6. To Eat Non-Kosher Food
In cases where one may feed a sick person, then, if kosher food is not available, one feeds him non-kosher food. (If there is a choice of non-kosher foods, one should choose the smaller prohibition which, in turn, can be judged by the punishment. One should however, rather shecht a kosher animal than feed the sick person treifah [although shechting on Shabbos or Yom Kippur is more severe] because the sick person may, out of disgust, refuse to eat treifah, and thereby endanger himself - Shulchan Oruch 618:9 and 328:14).

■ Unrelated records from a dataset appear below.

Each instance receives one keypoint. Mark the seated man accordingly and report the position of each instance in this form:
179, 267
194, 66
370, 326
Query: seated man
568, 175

7. Making the B'rochos on Food
If his mind is lucid, the sick person must recite the appropriate b'rochoh before and after eating, although he does not make kiddush. In benching, he adds "'Ya'aleh ve'yovo", and if Yom Kippur falls on Shabbos, also 'Retzei'. If he forgot either of these, he does not repeat the benching, since there is no obligation to eat bread today (which is the normal criterion for repeating the benching). 8. Children - Regarding Fasting Young children under the age of nine may not fast at all, even if they want to. But from nine years and onwards, provided they are healthy, they should be educated to fast a little, not to eat until an hour or two beyond their normal meal time. (The Shulchan Oruch only requires a postponement of one hour, but one should increase the hours according to the child's strength - M.H.) (If they are weak, then one only begins to educate them from the age of ten - M.H.) (From eleven and onwards, both boys and girls must fast all day mi'de'Rabbonon to educate them in mitzvos. But others say a child is not obliged to fast all day until the age of bar- or bat-mitzvah, and one can rely on this opinion if the child is weak - Remo and Chayei Odom. Nowadays, when a general weakness has descended upon the world, etc., children of eleven are not automatically considered to be strong in this regard, unless we specifically know this to be the case - M.H. The M.B. quotes the Eliyoh Rabbo that even a boy of twelve need not fast all day. However, there is a widespread minhag that both boys and girls fast all day the last three fasts before their bar- or bat-mitzvah respectively.)
9. Children - Regarding Wearing Shoes and Fasting
Regarding the wearing of shoes, washing and anointing, one should educate children of even less than nine years old. (The M.B. however, agrees with the Remo, who quotes the Tur that the mitzvah of educating the children about shoes and washing, etc. starts from the same age as eating. The concept of educating them in these issues, for part of the day, does not apply - M.B.)